For all we know the S&P 500 could outperform again. Not really seeing much tech or innovation in uk public companies. Good luck with general AI or EV or space tech coming out of a cluster of oil, tobacco and consumer, chemical and mining companies.
Right but still no path to commercialising AI. Also most of the Mag 7 have similar monetisation model; advertising. Just how much more adverts do we need?
True, but I'm struggling to see many catalysts for the UK stock market. The market has been 'really cheap'. Unfortunately, the UK just doesn't produce the innovative transformative companies that have powered the US stock market performance in recent times. Sure there are a handful of decent firms in the FTSE 100, but where are the ones that are going to exponentially increase their earnings over the coming decade, capture market share across the globe and elevate the overall index higher. It's not British American Tobacco, BP, HSBC or Unilever!
The US is expensive for a reason and the UK is cheap for a reason. I will remain heavy in US as when it comes to markets and the economy, they lead the way and have the best companies going into the future world. I still have some UK, but mostly mid to small cap since they have sold off the most and are generally a bit more growth orientated.
Another great video. Thanks for your work. I’d like to see a follow-up video which compares these index with a Global Index and a S&P equal weighted index. Gut feel is An Equal weighted S&P 500 seems a good alternative at the moment.
Can you make an analysis of the FTSE All World as well? Particularly interested in the significance of emerging markets and how the index would rebalance if the US market falls or if india/china end up surging upwards in the future. In your video on the best ETF a few months ago, you chose the developed world vanguard ETF because of the lower cost, but I've seen arguments that due to the almost 0 tracking difference on this ETF (VWCE), the cost is actually lower than the reported 0.22%. So then the question is if emerging markets diversification has a positive or negative effect on risk and returns.
My work pension with L&G is 60 UK:40 Global - that's the default option. That's about 6x overweight UK compared to the world index! I must do something about it - probably transfer to my SIPP and take back control
You might be able to switch to a L&G global index I had a works pension that the company I worked for would only deal with one insurance company (they did have numerous funds) the company was paying 10% of my salary I couldn’t change to a SIPP I changed from the default fund to a global fund about 10 years ago thank goodness I did
@@davidpearson243with employer contributions you may need to continue to pay into their provider but I believe you can transfer out your funds into your own SIPP but you have to do thus every year or when you want. I'm just someone who watches too much youtube so check if i'm right but this what I understand.
Basically, avoid FTSE as an index while sp500 is good but expensive, prone to volatility swings, riskier based on home markets tech bubbles makeup. I avoided FTSE trackers for the lack of Tech and overweight to oil and domination of few stocks.

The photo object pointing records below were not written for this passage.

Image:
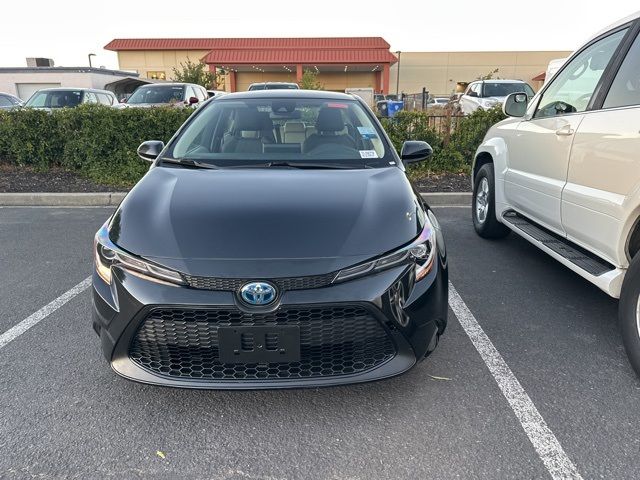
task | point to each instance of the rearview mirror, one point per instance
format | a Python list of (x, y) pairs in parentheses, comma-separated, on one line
[(150, 150), (415, 151), (515, 105)]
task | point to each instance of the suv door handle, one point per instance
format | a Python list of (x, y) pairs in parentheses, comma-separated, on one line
[(565, 131)]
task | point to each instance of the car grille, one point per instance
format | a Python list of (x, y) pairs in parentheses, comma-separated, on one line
[(283, 284), (183, 343)]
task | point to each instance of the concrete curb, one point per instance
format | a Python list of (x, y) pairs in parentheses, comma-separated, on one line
[(448, 199), (114, 198), (61, 199)]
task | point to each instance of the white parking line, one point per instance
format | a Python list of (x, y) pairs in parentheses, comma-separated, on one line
[(544, 441), (33, 319)]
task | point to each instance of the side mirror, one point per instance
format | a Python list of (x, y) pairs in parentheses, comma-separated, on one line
[(515, 105), (415, 151), (150, 150)]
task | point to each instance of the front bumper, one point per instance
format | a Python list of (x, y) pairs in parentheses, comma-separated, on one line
[(350, 332)]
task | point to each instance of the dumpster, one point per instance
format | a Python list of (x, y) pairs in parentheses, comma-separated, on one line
[(394, 107)]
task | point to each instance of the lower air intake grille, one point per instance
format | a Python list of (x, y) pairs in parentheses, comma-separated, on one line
[(333, 341), (283, 284)]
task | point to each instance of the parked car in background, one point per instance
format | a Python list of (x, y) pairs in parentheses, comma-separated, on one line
[(62, 97), (485, 94), (365, 94), (216, 93), (9, 102), (339, 288), (167, 94), (273, 86), (437, 102), (564, 171)]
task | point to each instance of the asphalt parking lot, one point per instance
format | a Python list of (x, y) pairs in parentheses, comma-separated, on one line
[(64, 414)]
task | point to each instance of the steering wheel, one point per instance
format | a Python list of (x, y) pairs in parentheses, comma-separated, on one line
[(332, 149)]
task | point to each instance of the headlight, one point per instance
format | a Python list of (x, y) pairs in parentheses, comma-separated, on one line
[(108, 255), (419, 253)]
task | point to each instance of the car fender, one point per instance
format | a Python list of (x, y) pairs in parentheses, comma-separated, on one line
[(496, 146)]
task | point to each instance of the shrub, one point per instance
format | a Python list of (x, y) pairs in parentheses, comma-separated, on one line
[(30, 137), (100, 142), (454, 144), (96, 141)]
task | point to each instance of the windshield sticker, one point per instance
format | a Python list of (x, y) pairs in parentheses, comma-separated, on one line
[(367, 132), (337, 105), (368, 154)]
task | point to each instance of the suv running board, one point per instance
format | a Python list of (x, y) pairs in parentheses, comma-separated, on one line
[(577, 255)]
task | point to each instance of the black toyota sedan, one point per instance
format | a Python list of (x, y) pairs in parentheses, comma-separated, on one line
[(275, 242)]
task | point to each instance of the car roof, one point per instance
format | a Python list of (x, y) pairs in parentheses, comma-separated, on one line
[(84, 89), (320, 94), (274, 83), (500, 80), (167, 84), (622, 21)]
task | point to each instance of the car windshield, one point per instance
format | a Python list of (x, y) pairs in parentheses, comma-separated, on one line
[(55, 99), (503, 89), (158, 94), (255, 131)]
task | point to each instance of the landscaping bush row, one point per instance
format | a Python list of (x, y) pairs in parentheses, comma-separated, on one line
[(96, 141), (100, 142), (454, 139)]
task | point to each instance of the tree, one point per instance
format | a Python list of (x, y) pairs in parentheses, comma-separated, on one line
[(310, 81), (198, 73)]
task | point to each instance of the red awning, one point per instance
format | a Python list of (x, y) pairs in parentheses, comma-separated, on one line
[(305, 43), (307, 57)]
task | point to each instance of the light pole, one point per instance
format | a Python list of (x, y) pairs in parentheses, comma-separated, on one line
[(398, 75)]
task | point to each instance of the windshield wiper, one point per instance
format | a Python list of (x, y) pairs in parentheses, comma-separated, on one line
[(302, 165), (188, 162)]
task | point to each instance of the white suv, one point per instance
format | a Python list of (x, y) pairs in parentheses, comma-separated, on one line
[(564, 171)]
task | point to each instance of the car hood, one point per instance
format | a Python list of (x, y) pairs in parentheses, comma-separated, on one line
[(271, 222)]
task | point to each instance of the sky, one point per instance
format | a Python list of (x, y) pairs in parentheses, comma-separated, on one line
[(68, 30)]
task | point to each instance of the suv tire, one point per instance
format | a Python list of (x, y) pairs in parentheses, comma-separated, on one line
[(629, 313), (483, 208)]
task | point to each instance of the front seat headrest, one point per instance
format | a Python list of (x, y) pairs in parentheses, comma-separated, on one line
[(329, 120)]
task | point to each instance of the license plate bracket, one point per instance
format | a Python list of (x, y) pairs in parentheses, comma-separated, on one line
[(259, 344)]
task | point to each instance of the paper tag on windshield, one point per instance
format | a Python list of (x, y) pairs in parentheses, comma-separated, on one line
[(367, 132), (368, 154)]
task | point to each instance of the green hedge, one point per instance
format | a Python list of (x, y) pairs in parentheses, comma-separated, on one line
[(454, 141), (96, 141), (100, 142)]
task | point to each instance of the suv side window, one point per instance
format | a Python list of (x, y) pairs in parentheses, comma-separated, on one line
[(103, 98), (625, 89), (571, 90)]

You've been listening to too much Merryn Somerset Webb. Being 'contrarian' about the UK stock market will make you feel clever, but it may also make your wallet feel lighter than going global. It's a hard thing for UK-based investors to face, but their market is just an irrelevance from a global perspective.
Fascinating as always, thank you. Would be interested in your analysis on the opportunity of investing in the FTSE250 now, which seems to be at a big discount and much further from its all-time high than the FTSE100.
Ramin, please! As you are comparing two things, the S&P500 and the FTSE100, it should be: "which is better", not "best". Write out 100 times and bring it to my study after school.
Was thinking about this as well. I'm almost certain Ramin has had a rant about these LS funds with their overweight to the UK, but in this video he admits he has a UK overweight too, (albeit, factor tilted).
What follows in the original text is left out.